July 31, 2011 in Features

The Slice: Interview only scratches the surface

By The Spokesman-Review
 

Here’s a transcript of The Slice’s interview with the Spokane guy who pretends to be a poison ivy expert.

You won’t believe what he had to say.

Q: So the adage, “Leaves of three, let it be,” is that still good advice?

A: Not if one of them is coming at you.

Q: Huh?

A: Avoid getting between a mother poison ivy and her rhizomes.

Q: OK. Are white berries something else to look for?

A: By the time you’ve seen berries, it’s too late. Chances are, you are already surrounded.

Q: I don’t understand. Are you suggesting that these plants can move and employ strategy?

A: How else do you think they attack? Do you believe people just go blundering through the woods and brush up against them? Do you think Spokane-area hikers veer off the trail to take what bike-race commentators refer to as a “natural break” and just happen to expose their tender, naughty flesh to this rapacious vegetation?

Q: Well, yeah.

A: That’s what the poison ivy plants want you to believe. Oh, yes. They want you to think of them as these innocent saps that just spend the day sitting there going “La la la, I sure hope an unwitting outdoorsman doesn’t brush against me and pick up some of my toxic oil and then come down with a mind-altering rash.”

Q: So what DO they do all day?

A: They wait for campers. With inhuman patience. Not saying a word. Year after year. Waiting for this night. Visualizing THIS NIGHT.

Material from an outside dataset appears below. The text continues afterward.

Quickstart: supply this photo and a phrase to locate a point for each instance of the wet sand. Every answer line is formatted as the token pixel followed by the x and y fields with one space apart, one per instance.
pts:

Q: Isn’t that from “Halloween”?

A: Well, yeah. But you get my point. Poison ivy plants aren’t like you or me. You cannot reason with them. You can put three barrels in ’em and they’ll still manage to come up and get you across an exposed shin.

Q: Ah, a “Jaws” reference now. I guess we’re about done. I think I’ll ask my colleague Rich Landers for a few tips.

A: I know what he’ll tell you: Be afraid. Be very afraid.

Q: “The Fly”?

A: That’s right. I’d quote one of the “Poison Ivy” movies, but those are about emotionally erratic girls yanking their sweaters off. Some things, calamine lotion can’t fix.

Today’s Slice question: What did you do upon hearing that your email address had been hijacked by someone selling questionable products and services?